In an interview with Defense News this month, vice prime minister for European and Euro-Atlantic integration Ivanna Klympush-Tsintsadze said that Kiev is in desperate need of "defense" weapons.
"In terms of defensive weapons, there are radars that we need to make sure we are protecting our soldiers from attacks. Anti-drone weapons and artillery, anti-tank [weapons], that is something we have to deal with," she said.
"We are, so far, definitely concentrating on defensive weapons, and that is something that helps us to build defense capabilities."
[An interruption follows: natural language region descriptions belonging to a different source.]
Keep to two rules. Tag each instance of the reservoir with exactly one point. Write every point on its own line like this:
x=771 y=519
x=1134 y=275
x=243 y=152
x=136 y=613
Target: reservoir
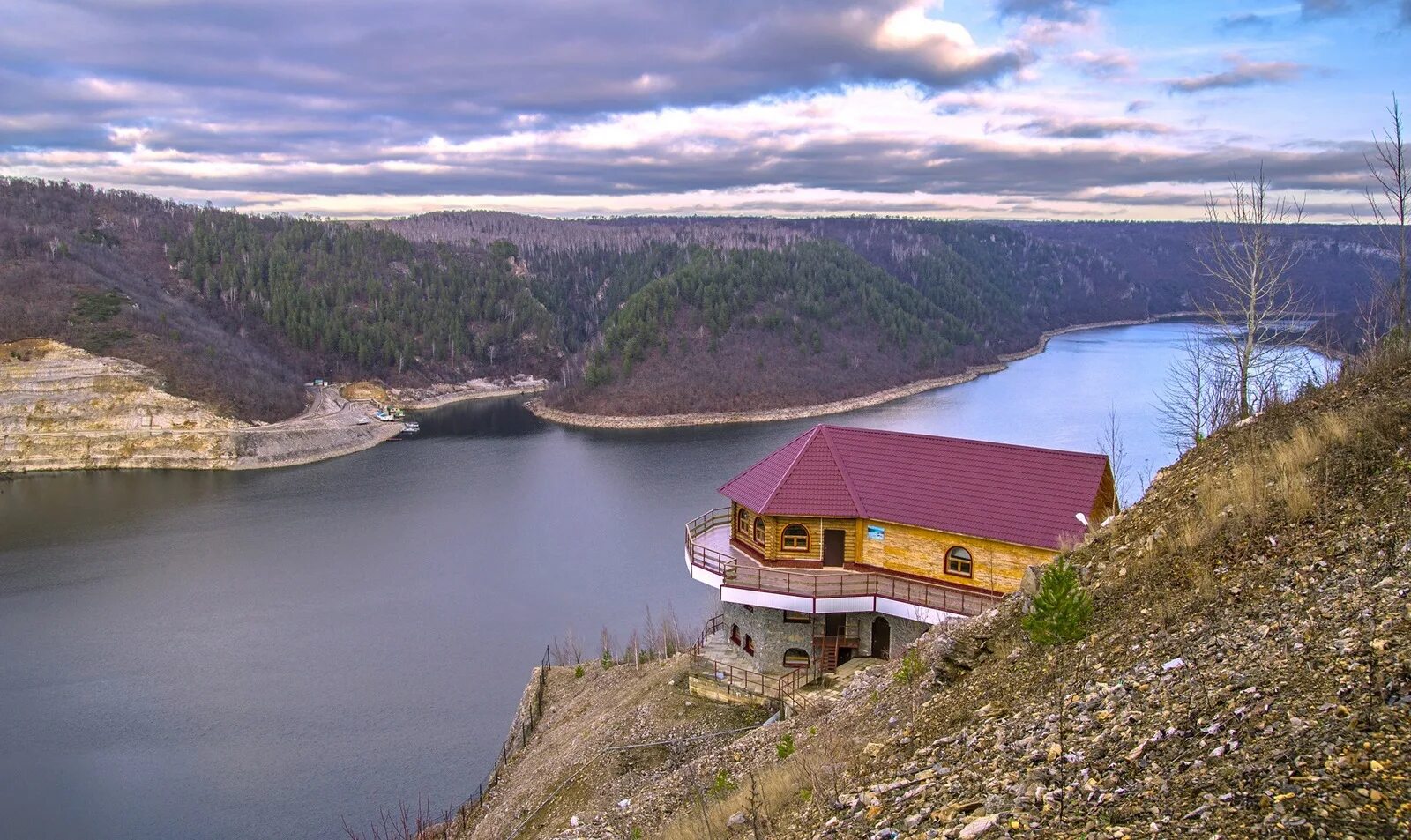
x=265 y=654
The United States has provided military equipment to Ukraine in the past, including Humvees and small surveillance drones, but has been hesitant to provide more technologically-advanced, aggressively lethal equipment. According to former US Secretary of Defense Chuck Hagel, part of this reasoning lies in the fact that Ukrainian military soldiers may not be sophisticated enough to use the equipment.
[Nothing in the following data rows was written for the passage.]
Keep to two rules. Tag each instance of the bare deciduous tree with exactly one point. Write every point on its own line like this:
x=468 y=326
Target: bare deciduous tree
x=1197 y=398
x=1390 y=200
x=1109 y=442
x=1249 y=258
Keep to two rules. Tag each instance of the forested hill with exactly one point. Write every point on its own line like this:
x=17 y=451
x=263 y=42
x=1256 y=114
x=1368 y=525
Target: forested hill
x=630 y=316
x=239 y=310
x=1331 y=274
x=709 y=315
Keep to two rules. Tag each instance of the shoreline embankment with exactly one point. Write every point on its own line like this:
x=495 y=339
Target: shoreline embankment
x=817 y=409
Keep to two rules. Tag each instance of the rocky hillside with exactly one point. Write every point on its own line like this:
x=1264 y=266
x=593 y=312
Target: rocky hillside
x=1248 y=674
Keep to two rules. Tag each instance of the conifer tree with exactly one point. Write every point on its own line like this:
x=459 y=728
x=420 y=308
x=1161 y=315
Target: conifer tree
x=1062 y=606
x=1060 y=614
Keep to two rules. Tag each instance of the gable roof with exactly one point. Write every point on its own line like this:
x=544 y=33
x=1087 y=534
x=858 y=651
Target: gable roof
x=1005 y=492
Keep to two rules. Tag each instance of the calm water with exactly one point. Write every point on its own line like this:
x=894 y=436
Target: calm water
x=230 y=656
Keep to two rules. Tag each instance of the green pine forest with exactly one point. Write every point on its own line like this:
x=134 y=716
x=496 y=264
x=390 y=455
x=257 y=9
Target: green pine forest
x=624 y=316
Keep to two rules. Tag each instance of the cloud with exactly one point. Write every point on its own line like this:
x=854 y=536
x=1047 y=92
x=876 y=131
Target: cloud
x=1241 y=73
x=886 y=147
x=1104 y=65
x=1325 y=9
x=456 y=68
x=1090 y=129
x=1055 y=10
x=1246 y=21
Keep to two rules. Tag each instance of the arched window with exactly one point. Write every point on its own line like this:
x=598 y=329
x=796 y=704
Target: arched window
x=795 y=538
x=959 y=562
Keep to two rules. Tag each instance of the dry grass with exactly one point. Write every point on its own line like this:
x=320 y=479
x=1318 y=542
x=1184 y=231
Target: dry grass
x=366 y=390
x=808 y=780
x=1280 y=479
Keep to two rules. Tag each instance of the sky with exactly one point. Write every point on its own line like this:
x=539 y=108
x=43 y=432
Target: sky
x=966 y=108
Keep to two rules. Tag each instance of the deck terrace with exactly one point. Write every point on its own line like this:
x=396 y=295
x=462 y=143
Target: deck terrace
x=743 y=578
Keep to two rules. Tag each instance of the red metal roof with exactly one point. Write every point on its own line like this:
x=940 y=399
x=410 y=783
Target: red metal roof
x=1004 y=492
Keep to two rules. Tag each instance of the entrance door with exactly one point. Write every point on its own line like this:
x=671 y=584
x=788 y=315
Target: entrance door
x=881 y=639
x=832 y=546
But Klympush-Tsintsadze says she is excited to prove to the US, "all the progress that we’ve been showing, what we are achieving…"
"We are not giving up on persuading our partners that lethal weapons would be the answer at some point," she said.
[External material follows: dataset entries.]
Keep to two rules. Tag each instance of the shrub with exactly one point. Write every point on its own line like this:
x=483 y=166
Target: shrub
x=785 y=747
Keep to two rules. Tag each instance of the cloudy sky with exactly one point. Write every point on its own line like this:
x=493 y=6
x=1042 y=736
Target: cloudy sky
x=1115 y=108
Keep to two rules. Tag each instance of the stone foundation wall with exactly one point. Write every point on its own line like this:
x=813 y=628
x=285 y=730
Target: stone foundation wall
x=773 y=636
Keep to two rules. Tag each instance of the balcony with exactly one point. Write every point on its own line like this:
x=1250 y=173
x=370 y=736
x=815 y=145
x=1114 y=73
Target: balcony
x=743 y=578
"Ukraine has never been the nation that ever conquered anybody, so even lethal weapons would be something to protect ourselves and make sure we are capable of protecting our land and people."
Ukraine launched a military operation in the country's southeast in April 2014, after local residents refused to recognize the coup in Kiev that toppled then-President Viktor Yanukovych. In February 2015, a peace agreement was signed between Ukraine’s conflicting sides, in the Belarusian capital of Minsk. The deal stipulates a full ceasefire, weapons withdrawal from the line of contact in eastern Ukraine, an all-for-all prisoner exchange, and constitutional reforms which would give a special status to the self-proclaimed Donetsk and Luhansk People’s Republics.
According to Jean-Luc Schaffhauser, a French member of the European Parliament from the Europe of Nations and Freedom Group, Kiev has failed to meet its obligations.
"Today I can objectively say that Kiev is not implementing the Minsk agreements, which include agreements on decentralization and local autonomy in Ukraine," Schaffhauser told RIA Novosti.
"Kiev cannot and does not implement this part of [its] agreements just because, on the one hand, the extremist opposition argues against that, and, on the other hand, one can always blame it on Russia."